LeetCode #690 EmployeeImportance. Algorithm,알고리즘,LeetCode,Codefights,CodeSignal,코드파이트,코드시그널,예제,그래프,Graph,example,c++,java,재귀,recursive,datastructure,techinterview,coding,코딩인터뷰,기술면접, 데이터베이스, sql, query, 쿼리
Runtime: 32 ms, faster than 67.94% of C++ online submissions for Employee Importance.
Memory Usage: 14.6 MB, less than 100.00% of C++ online submissions for Employee Importance.
LeetCode #690
Q.
You are given a data structure of employee information, which includes the employee's unique id, his importance value and his direct subordinates' id.
For example, employee 1 is the leader of employee 2, and employee 2 is the leader of employee 3. They have importance value 15, 10 and 5, respectively.

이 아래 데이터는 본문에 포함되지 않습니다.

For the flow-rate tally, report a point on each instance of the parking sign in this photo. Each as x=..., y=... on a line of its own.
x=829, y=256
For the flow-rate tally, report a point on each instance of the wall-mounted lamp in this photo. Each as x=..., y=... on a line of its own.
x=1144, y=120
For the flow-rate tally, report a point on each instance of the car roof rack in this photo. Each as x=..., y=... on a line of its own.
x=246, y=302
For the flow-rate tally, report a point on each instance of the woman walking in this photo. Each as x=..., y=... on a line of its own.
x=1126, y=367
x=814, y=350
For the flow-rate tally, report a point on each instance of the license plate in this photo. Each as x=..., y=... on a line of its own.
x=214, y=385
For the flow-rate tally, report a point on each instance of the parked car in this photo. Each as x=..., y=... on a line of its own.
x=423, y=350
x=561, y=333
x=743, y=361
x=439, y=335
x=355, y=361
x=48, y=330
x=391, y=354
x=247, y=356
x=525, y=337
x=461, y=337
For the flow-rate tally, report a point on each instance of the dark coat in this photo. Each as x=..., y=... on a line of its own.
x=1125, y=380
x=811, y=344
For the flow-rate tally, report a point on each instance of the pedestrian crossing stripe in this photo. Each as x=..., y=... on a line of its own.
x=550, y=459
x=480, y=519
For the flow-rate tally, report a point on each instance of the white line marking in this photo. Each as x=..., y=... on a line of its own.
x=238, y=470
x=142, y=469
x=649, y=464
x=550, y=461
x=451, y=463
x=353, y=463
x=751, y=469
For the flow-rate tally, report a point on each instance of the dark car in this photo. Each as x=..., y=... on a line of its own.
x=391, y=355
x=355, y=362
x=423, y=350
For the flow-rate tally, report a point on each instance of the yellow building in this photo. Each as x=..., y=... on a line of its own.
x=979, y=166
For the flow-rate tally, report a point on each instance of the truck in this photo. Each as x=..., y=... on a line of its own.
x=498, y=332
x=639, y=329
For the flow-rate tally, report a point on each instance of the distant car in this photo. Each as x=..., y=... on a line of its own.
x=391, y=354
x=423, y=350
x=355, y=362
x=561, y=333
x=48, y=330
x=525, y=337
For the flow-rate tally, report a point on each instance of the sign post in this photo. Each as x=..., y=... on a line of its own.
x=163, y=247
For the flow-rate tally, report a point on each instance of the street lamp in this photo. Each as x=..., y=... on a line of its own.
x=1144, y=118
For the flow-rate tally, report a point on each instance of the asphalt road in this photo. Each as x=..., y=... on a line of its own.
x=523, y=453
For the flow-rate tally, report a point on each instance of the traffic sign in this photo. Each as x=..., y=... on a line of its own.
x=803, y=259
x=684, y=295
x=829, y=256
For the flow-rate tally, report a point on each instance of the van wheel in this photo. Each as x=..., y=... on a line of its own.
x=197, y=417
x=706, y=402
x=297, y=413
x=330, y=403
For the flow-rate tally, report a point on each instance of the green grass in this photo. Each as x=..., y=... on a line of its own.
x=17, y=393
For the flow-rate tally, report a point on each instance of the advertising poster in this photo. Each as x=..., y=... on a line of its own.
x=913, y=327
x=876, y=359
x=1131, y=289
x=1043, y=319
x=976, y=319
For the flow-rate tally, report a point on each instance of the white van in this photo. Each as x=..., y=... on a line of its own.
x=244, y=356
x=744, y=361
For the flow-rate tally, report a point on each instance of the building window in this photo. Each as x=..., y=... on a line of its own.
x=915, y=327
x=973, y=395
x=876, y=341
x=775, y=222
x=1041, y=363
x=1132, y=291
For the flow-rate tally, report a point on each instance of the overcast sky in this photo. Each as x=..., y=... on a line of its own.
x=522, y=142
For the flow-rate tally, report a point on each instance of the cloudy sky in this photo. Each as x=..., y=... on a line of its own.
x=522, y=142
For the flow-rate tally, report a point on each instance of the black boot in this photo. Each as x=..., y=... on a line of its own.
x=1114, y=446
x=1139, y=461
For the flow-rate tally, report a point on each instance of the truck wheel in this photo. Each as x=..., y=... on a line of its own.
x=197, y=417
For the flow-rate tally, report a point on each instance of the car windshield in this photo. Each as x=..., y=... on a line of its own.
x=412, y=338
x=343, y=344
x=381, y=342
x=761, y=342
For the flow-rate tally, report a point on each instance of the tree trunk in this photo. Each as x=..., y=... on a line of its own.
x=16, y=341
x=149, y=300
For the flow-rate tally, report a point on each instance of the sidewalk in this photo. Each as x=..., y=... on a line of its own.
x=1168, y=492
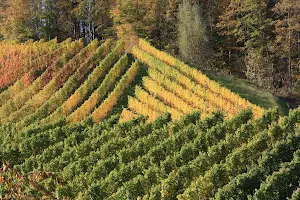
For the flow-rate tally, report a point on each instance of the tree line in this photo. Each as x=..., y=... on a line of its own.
x=254, y=39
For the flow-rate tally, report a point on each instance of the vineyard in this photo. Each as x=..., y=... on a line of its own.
x=93, y=122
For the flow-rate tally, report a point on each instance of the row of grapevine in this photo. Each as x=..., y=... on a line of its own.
x=57, y=82
x=190, y=158
x=154, y=103
x=39, y=63
x=97, y=96
x=240, y=158
x=212, y=99
x=68, y=88
x=126, y=115
x=188, y=151
x=107, y=105
x=200, y=78
x=18, y=59
x=88, y=87
x=142, y=108
x=186, y=95
x=22, y=94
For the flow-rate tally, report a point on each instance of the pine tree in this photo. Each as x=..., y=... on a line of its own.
x=247, y=26
x=287, y=42
x=19, y=20
x=193, y=40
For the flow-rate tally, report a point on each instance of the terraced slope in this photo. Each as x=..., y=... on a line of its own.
x=190, y=158
x=172, y=86
x=74, y=84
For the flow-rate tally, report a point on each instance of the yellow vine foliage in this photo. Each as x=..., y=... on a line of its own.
x=89, y=105
x=143, y=109
x=100, y=113
x=126, y=115
x=187, y=95
x=214, y=89
x=155, y=103
x=167, y=96
x=214, y=96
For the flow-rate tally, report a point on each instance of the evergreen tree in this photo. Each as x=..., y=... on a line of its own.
x=193, y=40
x=19, y=20
x=247, y=25
x=287, y=42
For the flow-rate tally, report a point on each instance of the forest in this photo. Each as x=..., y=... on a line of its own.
x=258, y=40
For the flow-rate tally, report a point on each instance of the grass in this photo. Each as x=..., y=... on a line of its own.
x=250, y=91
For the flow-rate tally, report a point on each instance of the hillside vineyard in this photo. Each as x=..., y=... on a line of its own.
x=93, y=122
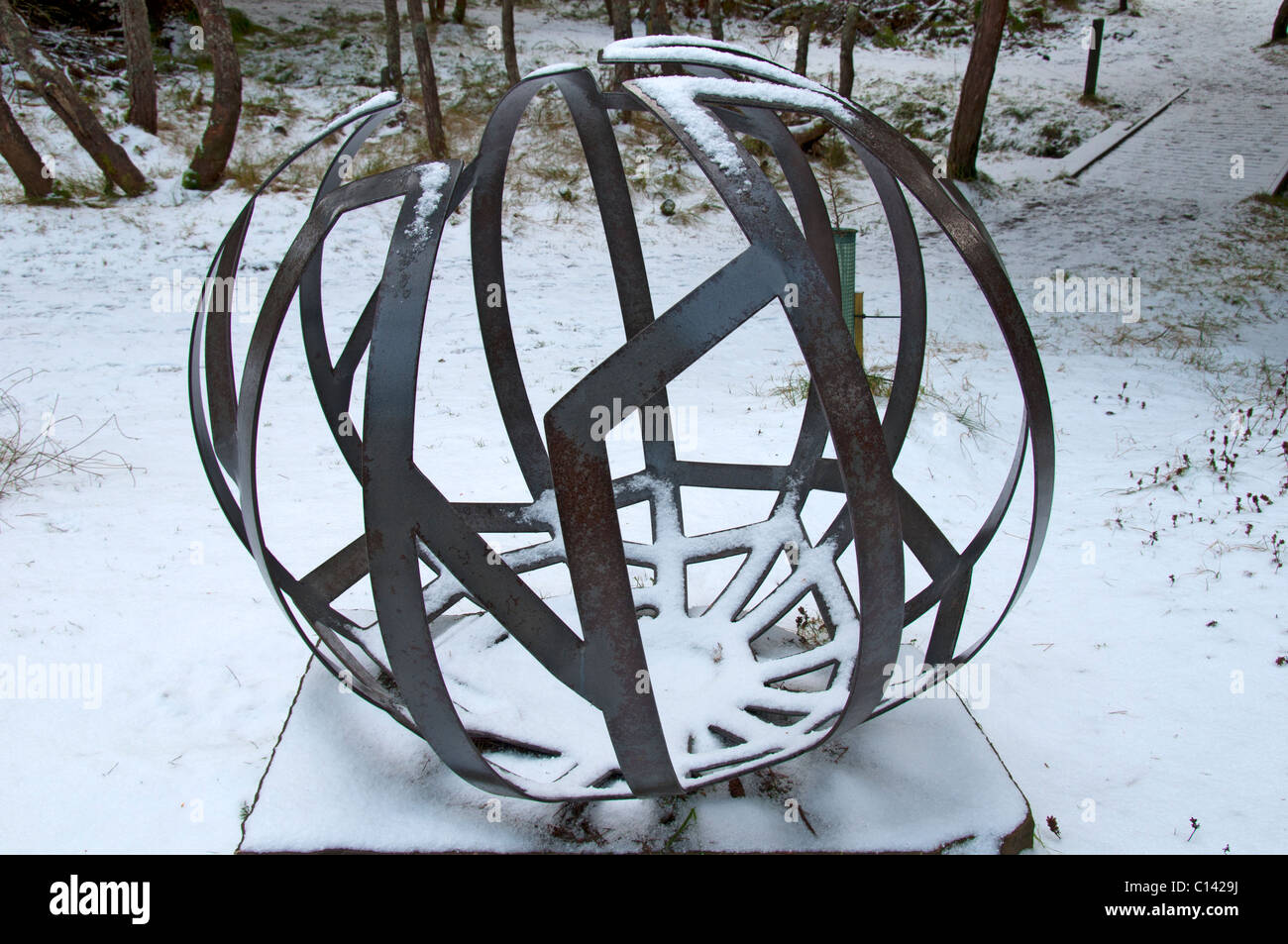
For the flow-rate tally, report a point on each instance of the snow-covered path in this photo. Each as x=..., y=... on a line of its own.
x=1132, y=687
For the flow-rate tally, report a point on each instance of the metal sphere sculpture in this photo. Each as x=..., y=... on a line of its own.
x=600, y=695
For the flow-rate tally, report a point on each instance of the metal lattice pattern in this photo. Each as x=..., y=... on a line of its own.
x=613, y=656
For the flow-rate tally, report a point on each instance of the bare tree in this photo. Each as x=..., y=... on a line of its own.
x=68, y=106
x=20, y=155
x=658, y=20
x=803, y=31
x=849, y=33
x=217, y=143
x=511, y=55
x=393, y=46
x=138, y=54
x=428, y=82
x=621, y=14
x=969, y=123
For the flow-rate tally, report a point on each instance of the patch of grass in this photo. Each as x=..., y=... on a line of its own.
x=27, y=458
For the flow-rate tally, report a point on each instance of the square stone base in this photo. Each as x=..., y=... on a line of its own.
x=922, y=778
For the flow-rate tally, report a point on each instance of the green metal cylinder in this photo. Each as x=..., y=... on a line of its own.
x=844, y=243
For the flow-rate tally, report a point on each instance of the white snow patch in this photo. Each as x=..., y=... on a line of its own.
x=433, y=178
x=374, y=103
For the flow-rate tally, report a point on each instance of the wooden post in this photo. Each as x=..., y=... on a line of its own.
x=858, y=323
x=52, y=81
x=17, y=150
x=428, y=81
x=716, y=16
x=138, y=54
x=511, y=55
x=207, y=163
x=393, y=47
x=849, y=31
x=969, y=121
x=1089, y=88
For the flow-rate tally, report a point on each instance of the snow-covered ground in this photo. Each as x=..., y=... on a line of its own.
x=1132, y=687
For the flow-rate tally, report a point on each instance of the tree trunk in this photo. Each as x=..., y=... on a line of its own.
x=803, y=31
x=621, y=11
x=969, y=123
x=60, y=95
x=217, y=143
x=22, y=157
x=428, y=82
x=658, y=21
x=138, y=52
x=393, y=46
x=849, y=33
x=511, y=55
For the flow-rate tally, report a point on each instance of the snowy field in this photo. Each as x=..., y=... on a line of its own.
x=1138, y=682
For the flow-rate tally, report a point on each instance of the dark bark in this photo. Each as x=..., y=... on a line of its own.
x=207, y=165
x=69, y=107
x=428, y=82
x=20, y=155
x=621, y=12
x=138, y=52
x=658, y=20
x=393, y=46
x=969, y=123
x=849, y=33
x=716, y=16
x=803, y=33
x=511, y=55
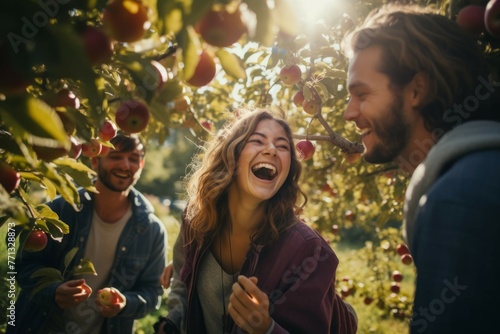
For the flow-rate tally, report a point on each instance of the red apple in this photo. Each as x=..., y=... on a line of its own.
x=97, y=44
x=127, y=20
x=9, y=177
x=471, y=18
x=182, y=103
x=368, y=300
x=76, y=148
x=290, y=75
x=349, y=215
x=92, y=149
x=36, y=241
x=397, y=276
x=402, y=249
x=132, y=116
x=107, y=297
x=406, y=259
x=221, y=28
x=492, y=18
x=108, y=130
x=395, y=287
x=204, y=72
x=298, y=98
x=305, y=149
x=311, y=107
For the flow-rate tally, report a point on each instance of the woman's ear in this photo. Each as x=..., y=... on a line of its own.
x=419, y=89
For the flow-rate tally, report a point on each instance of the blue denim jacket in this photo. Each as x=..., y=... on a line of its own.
x=136, y=270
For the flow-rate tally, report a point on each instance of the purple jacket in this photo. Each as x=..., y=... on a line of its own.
x=297, y=272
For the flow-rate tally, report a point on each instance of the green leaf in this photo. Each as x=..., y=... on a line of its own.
x=26, y=113
x=191, y=52
x=69, y=256
x=231, y=64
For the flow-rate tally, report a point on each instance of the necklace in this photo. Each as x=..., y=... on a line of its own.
x=225, y=315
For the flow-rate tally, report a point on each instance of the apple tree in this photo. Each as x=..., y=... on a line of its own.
x=72, y=73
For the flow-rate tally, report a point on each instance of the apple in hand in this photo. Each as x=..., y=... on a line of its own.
x=471, y=18
x=132, y=116
x=204, y=72
x=9, y=177
x=108, y=130
x=36, y=241
x=107, y=297
x=127, y=20
x=492, y=18
x=305, y=149
x=290, y=75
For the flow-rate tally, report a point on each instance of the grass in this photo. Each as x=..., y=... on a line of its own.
x=371, y=319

Then employee 1 has a data structure like [1, 15, [2]], and employee 2 has [2, 10, [3]], and employee 3 has [3, 5, []]. Note that although employee 3 is also a subordinate of employee 1, the relationship is not direct.
Now given the employee information of a company, and an employee id, you need to return the total importance value of this employee and all his subordinates.
직원 정보의 데이터스트럭쳐가 주어지고, 직원들의 유일한 id 가 있고, 그들의 중요도와 하위 직원들 id 리스트가 있다.
예를들면, 직원 1이 직원 2의 리더이고, 직원 2가 직원 3의 리더이다. 그들은 각각 중요도가 15, 10, 5 이다. 그러면 직원 1의 데이터스트럭처는 [1, 15, [2]] 로 주어지고, 직원 2는 [2, 10, [3]] 이고, 직원 3은 [3, 5, []] 이다. 직원 3은 직원 1의 하위 직원이지만 직접적인 관계는 없다.
이제 주어진 회사 직원들의 정보와 직원 id로, 그 id 의 모든 하위 직원들 중요도 합을 반환해라.
Example 1:
Input: [[1, 5, [2, 3]], [2, 3, []], [3, 3, []]], 1
Output: 11
Explanation: Employee 1 has importance value 5, and he has two direct subordinates: employee 2 and employee 3. They both have importance value 3. So the total importance value of employee 1 is 5 + 3 + 3 = 11.
Note:
- One employee has at most one direct leader and may have several subordinates.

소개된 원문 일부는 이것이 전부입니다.